Happenings /// Apollo Wild at The High Watt


What better day to release an album entitled No Love Lost than on Valentine’s Day? Okay, so maybe you’re not as tickled by such a scenario as I am. Nevertheless, that’s the type of savvy Apollo Wild enlisted when booking the release show for their apropos album. It was a mellifluous rendezvous guaranteed to exchange the paltry Valentine’s woes for those in attendance (your narrator included) for unabashed rock bravissimo.

Amidst an early crowd of lanyard-laden Budweiser employees in town for a presumed convention, local surrealist bard Kneel Jung chipped away at the rambunctious crowd. Following Jung’s deft deterioration of the Budweiser bunch, former fronter-turned-solo act Kelsey Kopecky played support with her Angel Olsen-adjacent brand of cool rock. But in the end, the evening went to (and was always going to go to) Apollo Wild.

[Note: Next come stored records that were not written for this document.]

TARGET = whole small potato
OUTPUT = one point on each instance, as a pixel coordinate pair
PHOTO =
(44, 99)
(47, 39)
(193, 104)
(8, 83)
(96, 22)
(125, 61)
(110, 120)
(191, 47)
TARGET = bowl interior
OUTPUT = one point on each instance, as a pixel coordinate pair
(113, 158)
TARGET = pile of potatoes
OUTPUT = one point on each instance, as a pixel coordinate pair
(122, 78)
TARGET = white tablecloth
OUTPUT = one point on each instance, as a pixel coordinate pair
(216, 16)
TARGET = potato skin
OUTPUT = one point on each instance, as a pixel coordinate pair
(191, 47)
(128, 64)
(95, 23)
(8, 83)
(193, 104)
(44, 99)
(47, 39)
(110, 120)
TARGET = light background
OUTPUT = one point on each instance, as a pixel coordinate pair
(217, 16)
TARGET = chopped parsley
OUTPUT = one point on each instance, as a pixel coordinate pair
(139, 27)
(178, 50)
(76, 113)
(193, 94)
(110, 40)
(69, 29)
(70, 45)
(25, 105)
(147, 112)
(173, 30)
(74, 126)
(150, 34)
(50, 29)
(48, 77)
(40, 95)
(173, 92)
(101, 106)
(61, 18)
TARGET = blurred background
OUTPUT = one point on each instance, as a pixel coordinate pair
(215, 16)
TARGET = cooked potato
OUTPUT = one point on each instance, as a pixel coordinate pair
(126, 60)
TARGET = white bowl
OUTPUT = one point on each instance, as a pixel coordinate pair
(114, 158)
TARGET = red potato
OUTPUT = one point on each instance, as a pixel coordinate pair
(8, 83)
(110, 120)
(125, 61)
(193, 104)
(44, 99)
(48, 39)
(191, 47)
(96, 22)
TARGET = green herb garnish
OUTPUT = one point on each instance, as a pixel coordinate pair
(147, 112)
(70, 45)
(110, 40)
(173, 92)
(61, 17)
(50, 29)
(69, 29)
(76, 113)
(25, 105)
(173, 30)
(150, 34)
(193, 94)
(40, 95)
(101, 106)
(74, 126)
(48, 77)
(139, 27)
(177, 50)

Its interesting to see relatively young bands like Apollo Wild play in the ever-expanding (water is wet) live scene with an already fervent following. At any given moment during virtually every song in Apollo Wild’s set, there was some one hooting, hollering, or opining their love for the band. If I were another band simply in attendance, I’d be beside myself with envy at the type of admiration Apollo Wild managed to elicit with even the slightest of effort. Then again, I suppose that’s the allure of Nashville – the relative community of support that happens when everyone and their grandma is in some sort of band.

But I digress, let’s get down to the brass tacks – if Apollo Wild’s release show served as a barometer for their future, then their future is beaming with rock n roll brilliance. Sure, they’re relatively new and No Love Lost is their initial release, but you wouldn’t have known any better from their live presence. As referenced in their Nashville Five before the show, Apollo Wild has a rare opportunity to assume the mantle of Nashville’s next-wave of alt-rock bands, and they inserted themselves in such a position on Valentine’s Day.

Performing in a setting that felt like Punch Drunk Love meets Lost In Translation thanks in large part to Silver Cord Studio’s continual excellence in the live lighting realm, Apollo Wild ran the evening with rock aggro-heartsick musings. While I’ve taken strides to stress Apollo Wild’s alt-rock placement, there are aspects that bring about memories of lighter fare, such as Ryan Adams – namely front man Reece Presson.

Where most songs Presson took the lead, opining about whether or not anonymous muses’ boyfriends think of him or imagined Tinder dates with Buddhists – both very Adams-esque lyrical bemusement. Even still, there’s another aspect of dynamism to Apollo Wild’s live set that continues to pique the viewers’ interest, the dexterous guitar work of lead guitar man Phil Campbell. In certain blink-and-you’ll-miss-it moments, Campbell’s guitar riffs would slip in and out of the forefront of a tune with the slightest of ease. But that’s not to forget Apolo Wild’s other members – Alex Rodriguez, Ethan Barton, and Chris Malone – all of whom held it down with prowess and power.

All in all, seeing Apollo Wild live makes for an interesting dynamic (at least in my own opinion), as there’s plenty of room for growth for the band, but there’s also an apparent factor of “it-ness.” Granted, I’ve only just coined that term – “it-ness” – but I can only hope the meaning is apparent. The combination of Apollo Wild’s brash live sound and exuberant energy all but supports the claim that they can and will be more than capable of assuming Nashville’s alt-rock mantle for years to come.